TORONTO, ONTARIO--(Marketwire - April 23, 2012) - BELO SUN MINING CORP. (TSX:BSX) ("Belo Sun" or the "Company") today announced that it has adopted a Shareholder Rights Plan (the "Plan").
The objectives of the Plan are to ensure, to the extent possible, that all shareholders of the Company are treated equally and fairly in connection with any take-over bid for the Company. The Plan discourages discriminatory, coercive or unfair take-overs of the Company and gives the Company's board of directors time if, in the circumstances, the board determines it is appropriate to take such time, to pursue alternatives to maximize shareholder value in the event an unsolicited take-over bid is made for common shares of the Company (the "Common Shares").
In order to implement the adoption of the Plan, the Board authorized the issuance of one right (a "Right") in respect of each Common Share outstanding at the close of business on April 23, 2012 (the "Record Time"). In addition, the Board authorized the issuance of one Right in respect of each additional Common Share issued after the Record Time. The Rights trade with and are represented by Common Share certificates, including certificates issued prior to the Record Time. Until such time as the Rights separate from the Common Shares and become exercisable, certificates representing the Rights will not be distributed to shareholders.
If a person, or a group acting in concert, acquires (other than pursuant to an exemption available under the Plan) Beneficial Ownership (as defined in the Plan) of 20% or more of the Common Shares, Rights (other than those held by such acquiring person which will become void) will separate from the Common Shares and permit the holder thereof to purchase Common Shares at a 50% discount to their market price. At any time prior to the Rights becoming exercisable, the Board may waive the operation of the Plan with respect to certain events before they occur. Moreover, the Board will be deemed to have redeemed the Rights in the event that a person acquires more than 50% of the outstanding Common Shares pursuant to a Permitted Bid, as defined by the Plan, defined as a take-over bid that (i) is made to all holders of record of Common Shares, other than the offeror, (ii) remains open for at least 60 days following the date of the take-over bid; and (iii) allows for Common Shares to be deposited at any time prior to the date the take-over bid is made.
The issuance of the Rights will not change the manner in which shareholders currently trade their Common Shares.
The Plan is subject to the final approval of the Toronto Stock Exchange, and requires confirmation by the Company's shareholders on or before October 23, 2012, being within six months of the Plan's effective date. If the Plan is not confirmed by shareholders, the Plan and all outstanding Rights will terminate and be void and of no further force and effect.
The Plan is not being proposed in response to, or in contemplation of, any specific take-over bid for the Company. The Board did not adopt the Plan to prevent a take-over of the Company, to secure the continuance of management or the directors in their respective offices or to deter fair offers for the Common Shares.
About the Company
Belo Sun Mining Corp. is a Canadian-based mineral exploration company with a portfolio of properties focused on gold in Brazil. Belo Sun's primary focus is on advancing and expanding its 100% owned Volta Grande Gold Project, located in Para State. Belo Sun trades on the Toronto Stock Exchange under the symbol "BSX". For more information about Belo Sun please visit www.belosun.com.

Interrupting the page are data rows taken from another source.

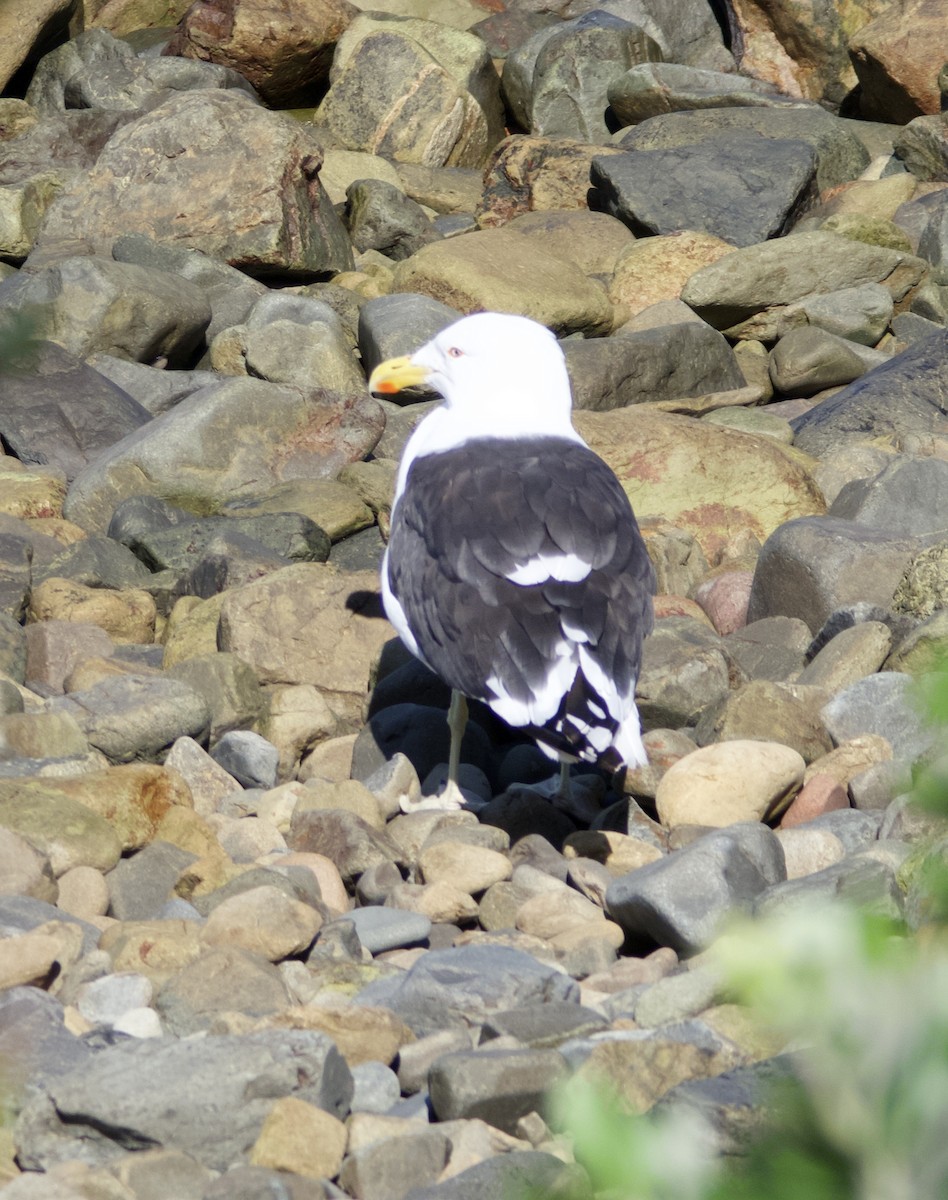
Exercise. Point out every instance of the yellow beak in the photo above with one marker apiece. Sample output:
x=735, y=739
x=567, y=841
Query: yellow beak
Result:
x=396, y=375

Except for statements of historical fact relating to the Company, certain information contained herein constitutes "forward-looking information" under Canadian securities legislation. Forward-looking information includes, but is not limited to, statements regarding the terms of the rights; the separation of the rights; regulatory and shareholder approval; effect of the rights plan and the receipt by the Company of any offer; effect and estimated timeline of the drilling and assay results on the Company; the estimation of mineral reserves and mineral resources; the timing and amount of estimated future exploration; costs of exploration; capital expenditures; success of exploration activities; permitting time lines and permitting; government regulation of mining operations; environmental risks; unanticipated reclamation expenses; and title disputes or claims; Generally, forward-looking information can be identified by the use of forward-looking terminology such as "plans", "expects" or "does not expect", "is expected", "budget", "scheduled", "estimates", "forecasts", "intends", "anticipates" or "does not anticipate", or "believes", or variations of such words and phrases or statements that certain actions, events or results "may", "could", "would", "might" or "will be taken", "occur" or "be achieved". Forward-looking statements are based on the opinions and estimates of management as of the date such statements are made and they are subject to known and unknown risks, uncertainties and other factors that may cause the actual results, level of activity, performance or achievements of the Company to be materially different from those expressed or implied by such forward-looking statements or forward-looking information. Although management of the Company has attempted to identify important factors that could cause actual results to differ materially from those contained in forward-looking information, there may be other factors that cause results not to be as anticipated, estimated or intended. There can be no assurance that such statements will prove to be accurate, as actual results and future events could differ materially from those anticipated in such statements. Accordingly, readers should not place undue reliance on forward-looking information. The Company does not undertake to update any forward-looking information that are included herein, except in accordance with applicable securities laws.